When businesses think about productivity, they often do it in terms of workflow, efficiency and systems. Businesses want to make it easier for the employees to be more effective, so they focus on how they work. That makes sense. What doesn’t make sense, according to a new study, a lot of employees are held back by physical discomfort at work. Employees are held back by where they work as much as how they work. They’re literally stifled by heat and grossed out by smells, so how can they possibly be performing at their peak?
The study, conducted by Aspect, a UK commercial building maintenance firm, found that 83% of adults rate their workspace as “physically unpleasant”. And the most common complaints related to very basic elements of human comfort.

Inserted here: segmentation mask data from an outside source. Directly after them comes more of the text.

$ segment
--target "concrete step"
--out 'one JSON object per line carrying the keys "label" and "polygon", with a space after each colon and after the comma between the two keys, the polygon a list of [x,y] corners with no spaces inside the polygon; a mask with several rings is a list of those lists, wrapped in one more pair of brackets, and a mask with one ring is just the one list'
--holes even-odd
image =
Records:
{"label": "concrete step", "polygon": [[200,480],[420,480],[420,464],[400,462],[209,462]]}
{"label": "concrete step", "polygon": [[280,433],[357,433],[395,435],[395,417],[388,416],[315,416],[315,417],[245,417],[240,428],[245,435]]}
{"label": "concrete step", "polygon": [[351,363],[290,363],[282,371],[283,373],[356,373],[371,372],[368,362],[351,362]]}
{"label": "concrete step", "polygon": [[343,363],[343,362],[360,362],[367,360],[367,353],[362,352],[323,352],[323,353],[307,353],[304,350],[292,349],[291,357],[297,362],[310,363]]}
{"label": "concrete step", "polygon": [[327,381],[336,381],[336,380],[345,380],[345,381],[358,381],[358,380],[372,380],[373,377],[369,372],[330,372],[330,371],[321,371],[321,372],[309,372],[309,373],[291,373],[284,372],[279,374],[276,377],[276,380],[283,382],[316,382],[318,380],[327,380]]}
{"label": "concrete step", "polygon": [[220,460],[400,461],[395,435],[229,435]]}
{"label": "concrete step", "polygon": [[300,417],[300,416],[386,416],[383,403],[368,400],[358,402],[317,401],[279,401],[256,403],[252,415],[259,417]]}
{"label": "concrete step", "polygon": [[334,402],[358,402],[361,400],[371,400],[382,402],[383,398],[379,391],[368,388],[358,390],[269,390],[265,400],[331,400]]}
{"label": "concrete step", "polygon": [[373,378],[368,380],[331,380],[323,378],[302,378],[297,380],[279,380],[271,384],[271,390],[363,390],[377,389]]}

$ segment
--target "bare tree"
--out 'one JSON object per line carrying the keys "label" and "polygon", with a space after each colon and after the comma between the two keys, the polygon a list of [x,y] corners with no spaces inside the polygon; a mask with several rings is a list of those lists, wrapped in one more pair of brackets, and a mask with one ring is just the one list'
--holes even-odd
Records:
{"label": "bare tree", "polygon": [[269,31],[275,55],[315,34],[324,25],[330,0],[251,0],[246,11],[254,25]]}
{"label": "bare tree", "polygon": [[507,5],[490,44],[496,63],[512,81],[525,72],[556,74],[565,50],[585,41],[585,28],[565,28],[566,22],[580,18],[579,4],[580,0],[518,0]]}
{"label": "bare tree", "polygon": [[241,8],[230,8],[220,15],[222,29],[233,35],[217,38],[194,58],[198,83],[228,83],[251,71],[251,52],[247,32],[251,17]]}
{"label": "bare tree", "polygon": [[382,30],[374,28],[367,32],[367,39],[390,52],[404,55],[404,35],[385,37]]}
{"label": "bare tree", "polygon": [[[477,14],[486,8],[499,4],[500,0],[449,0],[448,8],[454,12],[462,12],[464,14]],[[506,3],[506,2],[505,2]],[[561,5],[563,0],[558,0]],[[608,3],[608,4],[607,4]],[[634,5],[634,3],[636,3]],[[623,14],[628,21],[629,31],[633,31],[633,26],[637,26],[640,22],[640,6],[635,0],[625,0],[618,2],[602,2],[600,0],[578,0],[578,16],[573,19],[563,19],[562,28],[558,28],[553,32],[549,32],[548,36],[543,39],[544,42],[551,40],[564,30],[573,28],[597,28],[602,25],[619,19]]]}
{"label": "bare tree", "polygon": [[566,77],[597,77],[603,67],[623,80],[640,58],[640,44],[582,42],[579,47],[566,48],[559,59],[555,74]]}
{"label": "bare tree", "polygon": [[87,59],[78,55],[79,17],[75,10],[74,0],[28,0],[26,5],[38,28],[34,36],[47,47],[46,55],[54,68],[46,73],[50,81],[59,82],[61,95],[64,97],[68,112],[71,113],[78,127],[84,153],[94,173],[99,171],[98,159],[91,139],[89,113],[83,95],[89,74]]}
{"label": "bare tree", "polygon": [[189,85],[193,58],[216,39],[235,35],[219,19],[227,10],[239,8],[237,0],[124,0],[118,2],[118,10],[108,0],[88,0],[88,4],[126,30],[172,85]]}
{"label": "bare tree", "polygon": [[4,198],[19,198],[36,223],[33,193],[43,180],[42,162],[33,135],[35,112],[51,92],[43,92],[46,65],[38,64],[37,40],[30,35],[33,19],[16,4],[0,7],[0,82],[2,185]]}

46% said their place of work was too cold and 43% said it was too hot. Lighting is an issue too. 31% said their place of work had inadequate natural light and 29% complained of poor quality interior lighting. Nasty smells are also a common complaint. 26% said their place of work was generally smelly, while 22% complained of food smells and 17% complained of sewage smells.
The general condition and upkeep of buildings is also problematic when it comes to productivity barriers. 21% said their place of work was unpleasant because of shabby bathrooms, 11% complained about the water temperature, 16% took issue with the quality of the flooring and 14% bemoaned their employer’s choice of poor quality fixtures and fittings.
Professor Sir Cary Cooper CBE is a world-renowned psychologist and specialises in advising organisations on how to get the best out of their people. He believes there is a clear link between comfort and productivity.
“A physically unpleasant workplace is obviously bad for productivity and for an organisation’s external image. Issues like uncomfortable temperatures and general shabbiness can be a distraction, but it’s also a matter of respect from employers toward their people.
“Those that don’t meet basic standards of comfort are sending a signal to their people that their physical comfort and freedom from distraction are a low priority, which can be demoralising for any workforce. That’s not to say organisations need to invest in high-spec fit-outs and luxurious surroundings, but they should focus instead on meeting a basic standard of environmental comfort appropriate for their industry.
“The complaints highlighted in the study suggest a wide spectrum of failure when it comes to meeting these basic standards. Workplaces should be a comfortable temperature and well-lit where possible, free from intrusive noise, bad smells and other avoidable sources of unpleasantness.”